Résiliation en trois clics : la nouveauté en ligne
Depuis le 1er juin 2023, tout contrat qui peut être souscrit en ligne doit pouvoir être résilié en ligne de façon tout aussi simple. Les assureurs sont tenus de proposer un bouton ou un parcours de résiliation accessible en quelques clics, sans obliger l'assuré à envoyer un courrier recommandé. Cette mesure, prévue par la loi du 16 août 2022, s'applique aussi bien aux assurances qu'aux abonnements.
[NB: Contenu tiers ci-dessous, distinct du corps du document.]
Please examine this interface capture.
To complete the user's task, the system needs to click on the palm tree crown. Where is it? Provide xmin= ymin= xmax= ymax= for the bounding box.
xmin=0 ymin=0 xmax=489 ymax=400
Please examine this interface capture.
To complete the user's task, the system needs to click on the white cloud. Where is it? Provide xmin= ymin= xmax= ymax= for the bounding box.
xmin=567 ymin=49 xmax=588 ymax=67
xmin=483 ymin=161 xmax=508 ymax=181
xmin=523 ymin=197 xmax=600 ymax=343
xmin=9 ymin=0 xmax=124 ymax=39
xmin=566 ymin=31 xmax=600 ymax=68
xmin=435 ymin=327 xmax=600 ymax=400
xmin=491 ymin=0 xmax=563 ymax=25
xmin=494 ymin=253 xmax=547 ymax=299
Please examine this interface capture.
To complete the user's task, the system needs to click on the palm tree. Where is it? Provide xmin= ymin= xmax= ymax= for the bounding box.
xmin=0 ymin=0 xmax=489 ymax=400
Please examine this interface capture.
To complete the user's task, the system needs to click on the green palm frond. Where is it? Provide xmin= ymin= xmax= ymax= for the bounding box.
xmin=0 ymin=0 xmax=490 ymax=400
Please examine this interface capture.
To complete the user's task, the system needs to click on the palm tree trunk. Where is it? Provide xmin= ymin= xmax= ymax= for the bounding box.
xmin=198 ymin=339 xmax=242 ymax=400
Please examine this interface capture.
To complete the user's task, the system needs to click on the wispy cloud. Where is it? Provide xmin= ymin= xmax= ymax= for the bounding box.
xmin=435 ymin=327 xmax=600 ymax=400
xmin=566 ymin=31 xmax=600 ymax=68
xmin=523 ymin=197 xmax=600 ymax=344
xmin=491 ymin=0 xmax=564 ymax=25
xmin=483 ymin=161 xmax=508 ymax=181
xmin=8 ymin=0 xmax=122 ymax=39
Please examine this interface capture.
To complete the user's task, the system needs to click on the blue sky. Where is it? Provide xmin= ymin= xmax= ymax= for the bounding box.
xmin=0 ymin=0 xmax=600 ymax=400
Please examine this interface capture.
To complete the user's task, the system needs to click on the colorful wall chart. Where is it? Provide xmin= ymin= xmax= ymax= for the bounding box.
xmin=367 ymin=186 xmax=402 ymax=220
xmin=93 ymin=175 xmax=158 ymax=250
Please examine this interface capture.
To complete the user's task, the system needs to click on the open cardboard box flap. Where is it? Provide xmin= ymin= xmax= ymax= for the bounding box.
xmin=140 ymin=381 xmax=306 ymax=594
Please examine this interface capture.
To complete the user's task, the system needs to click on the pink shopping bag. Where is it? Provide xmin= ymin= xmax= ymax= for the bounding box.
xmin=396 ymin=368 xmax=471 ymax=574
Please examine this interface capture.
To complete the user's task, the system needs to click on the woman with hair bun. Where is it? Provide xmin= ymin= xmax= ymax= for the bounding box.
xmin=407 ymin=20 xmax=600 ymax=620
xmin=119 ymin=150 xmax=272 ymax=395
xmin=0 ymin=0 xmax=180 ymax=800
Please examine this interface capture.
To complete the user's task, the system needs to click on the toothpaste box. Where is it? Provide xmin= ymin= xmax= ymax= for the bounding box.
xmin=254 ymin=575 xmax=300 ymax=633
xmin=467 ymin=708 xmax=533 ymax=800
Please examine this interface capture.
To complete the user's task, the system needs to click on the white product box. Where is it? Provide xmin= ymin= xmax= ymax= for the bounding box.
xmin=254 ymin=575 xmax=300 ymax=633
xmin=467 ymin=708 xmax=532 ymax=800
Quels délais retenir selon votre contrat
Chaque type de contrat a sa logique. L'assurance auto et l'assurance habitation : loi Hamon après un an, ou échéance annuelle avec préavis de deux mois. La complémentaire santé individuelle : depuis le décret de 2020, résiliation à tout moment après la première année. L'assurance emprunteur : régime spécifique de la loi Lemoine (voir notre guide dédié), qui autorise le changement à tout moment.
En cas de doute, la meilleure référence reste votre contrat lui-même et le site officiel service-public.fr, qui détaille les modalités par type d'assurance.
Comment rédiger et envoyer sa demande
Même quand la loi vous autorise à partir librement, il est prudent de garder une trace écrite. Indiquez vos coordonnées, votre numéro de contrat, la date d'effet souhaitée et le fondement de votre demande (loi Hamon, motif légitime, échéance). Conservez l'accusé de réception ou la confirmation en ligne : c'est votre preuve en cas de litige sur la date de fin de couverture.
N'interrompez jamais une assurance obligatoire (auto, habitation en location) sans avoir souscrit le nouveau contrat. Un jour sans couverture peut suffire à vous exposer à de lourdes conséquences en cas de sinistre.
Avant de partir, comparez vraiment
Résilier n'a d'intérêt que si vous trouvez mieux ailleurs : meilleur tarif, mais surtout meilleure qualité de service et d'indemnisation. Un contrat un peu moins cher qui traîne à régler les sinistres n'est pas une bonne affaire. Prenez le temps de lire les retours d'assurés réels avant de vous décider, et vérifiez la réputation de l'assureur sur la gestion des sinistres, pas seulement sur le prix.